Jean-Louis Martin, pressé de trouver, finit par créer lui-même ses agents informatiques capables de traquer l’information sur le Net. Athéna l’assistait, déesse minérale bienveillante et omniprésente.
Il se mit donc à récupérer de petits programmes qu’il modifia lui-même pour satisfaire ses besoins. En hommage à Ulysse, il baptisa ces nouveaux agents informatiques : ses « marins ». Et tous ses « marins » étaient à la recherche non pas d’Ithaque, mais de l’Ultime Secret.
Les programmes qui activaient le cœur de ses « marins » étaient issus des dernières découvertes en intelligence artificielle, ils étaient donc capables de se reproduire et de s’améliorer pour atteindre un objectif donné. La première génération de « marins » se dispersa n’importe comment sur le réseau informatique à la recherche d’indices. Ensuite, sans aucune intervention humaine, ces centaines de « marins » firent le point, et désignèrent parmi eux les cinq à avoir obtenu les meilleurs résultats. Les autres disparurent et les gagnants furent autorisés à se reproduire. Ils fabriquèrent alors des centaines de programmes similaires à eux-mêmes mais encore plus spécialisés dans les domaines qui leur avaient valu leur élection.

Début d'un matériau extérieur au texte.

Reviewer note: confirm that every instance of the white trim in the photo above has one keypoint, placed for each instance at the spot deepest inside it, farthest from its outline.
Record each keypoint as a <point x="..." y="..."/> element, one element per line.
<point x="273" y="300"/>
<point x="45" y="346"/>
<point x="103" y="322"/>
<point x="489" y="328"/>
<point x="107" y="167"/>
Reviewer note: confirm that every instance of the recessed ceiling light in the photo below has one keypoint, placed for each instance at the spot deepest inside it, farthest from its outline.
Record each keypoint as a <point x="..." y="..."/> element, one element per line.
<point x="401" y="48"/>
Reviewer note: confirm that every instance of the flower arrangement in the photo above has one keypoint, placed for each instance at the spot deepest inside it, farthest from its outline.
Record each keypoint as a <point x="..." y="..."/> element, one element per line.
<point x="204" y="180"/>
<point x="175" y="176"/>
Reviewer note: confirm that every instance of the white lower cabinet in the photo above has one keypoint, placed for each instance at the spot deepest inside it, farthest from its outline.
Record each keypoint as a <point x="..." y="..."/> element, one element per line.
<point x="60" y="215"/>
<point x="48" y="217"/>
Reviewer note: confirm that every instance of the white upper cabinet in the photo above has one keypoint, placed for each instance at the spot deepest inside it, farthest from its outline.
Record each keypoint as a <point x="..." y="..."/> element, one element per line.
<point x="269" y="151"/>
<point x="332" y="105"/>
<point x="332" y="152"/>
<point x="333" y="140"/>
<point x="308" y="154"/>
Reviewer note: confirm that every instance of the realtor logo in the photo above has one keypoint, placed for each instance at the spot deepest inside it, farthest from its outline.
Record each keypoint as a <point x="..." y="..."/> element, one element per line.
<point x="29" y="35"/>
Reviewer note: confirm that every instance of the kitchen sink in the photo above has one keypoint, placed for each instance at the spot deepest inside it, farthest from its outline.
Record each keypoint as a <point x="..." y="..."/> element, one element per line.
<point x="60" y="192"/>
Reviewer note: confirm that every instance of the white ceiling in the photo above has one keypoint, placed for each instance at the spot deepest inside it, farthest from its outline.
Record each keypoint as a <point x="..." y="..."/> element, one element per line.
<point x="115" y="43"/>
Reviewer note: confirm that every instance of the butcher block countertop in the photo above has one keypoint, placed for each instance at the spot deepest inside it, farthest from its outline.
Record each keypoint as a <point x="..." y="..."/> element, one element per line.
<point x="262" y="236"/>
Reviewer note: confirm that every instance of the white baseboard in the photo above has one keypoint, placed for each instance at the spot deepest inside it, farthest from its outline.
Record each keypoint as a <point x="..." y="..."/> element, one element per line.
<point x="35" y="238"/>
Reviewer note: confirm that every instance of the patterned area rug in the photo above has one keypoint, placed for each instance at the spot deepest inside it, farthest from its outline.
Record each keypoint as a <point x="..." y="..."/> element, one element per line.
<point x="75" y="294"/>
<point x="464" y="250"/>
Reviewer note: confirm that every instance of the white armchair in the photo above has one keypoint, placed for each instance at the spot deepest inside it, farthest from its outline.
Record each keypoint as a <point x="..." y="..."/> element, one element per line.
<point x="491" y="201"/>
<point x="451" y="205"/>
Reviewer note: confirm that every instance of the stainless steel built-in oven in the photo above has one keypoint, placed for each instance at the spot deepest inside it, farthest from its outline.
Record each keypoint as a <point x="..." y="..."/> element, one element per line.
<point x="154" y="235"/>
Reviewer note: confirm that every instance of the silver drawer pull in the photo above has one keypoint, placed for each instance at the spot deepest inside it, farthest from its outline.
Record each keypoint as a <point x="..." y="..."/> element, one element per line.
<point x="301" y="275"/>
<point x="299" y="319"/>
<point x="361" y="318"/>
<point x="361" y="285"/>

Jean-Louis Martin avait eu l’idée de fabriquer ses « marins » en s’inspirant du darwinisme : sélection des meilleurs, encouragement des plus forts, aide aux plus doués et abandon de tous les incompétents.
Ce n’était certes pas un mécanisme moral mais, dans le domaine informatique, les programmes ne possédaient pas encore de conscience politique, songea-t-il.
La deuxième génération de marins se sélectionna elle-même de façon à permettre aux cinq meilleurs de donner naissance à des programmes beaucoup plus spécialisés dans leur recherche. Les marins de troisième génération profitaient ainsi de toute l’expérience et de toutes les connaissances des générations précédentes.
Il fallut quinze générations de marins pour parvenir à produire une bande de surdoués, qui finirent par toucher au but.
Celui-ci se trouvait en Russie, à Saint-Pétersbourg, au centre du cerveau dirigé par le docteur Tchernienko. Là, grâce à plusieurs indices infimes mais qui se recoupaient, les agents informatiques déduisirent que l’Ultime Secret avait été utilisé pour des expériences sur l’homme.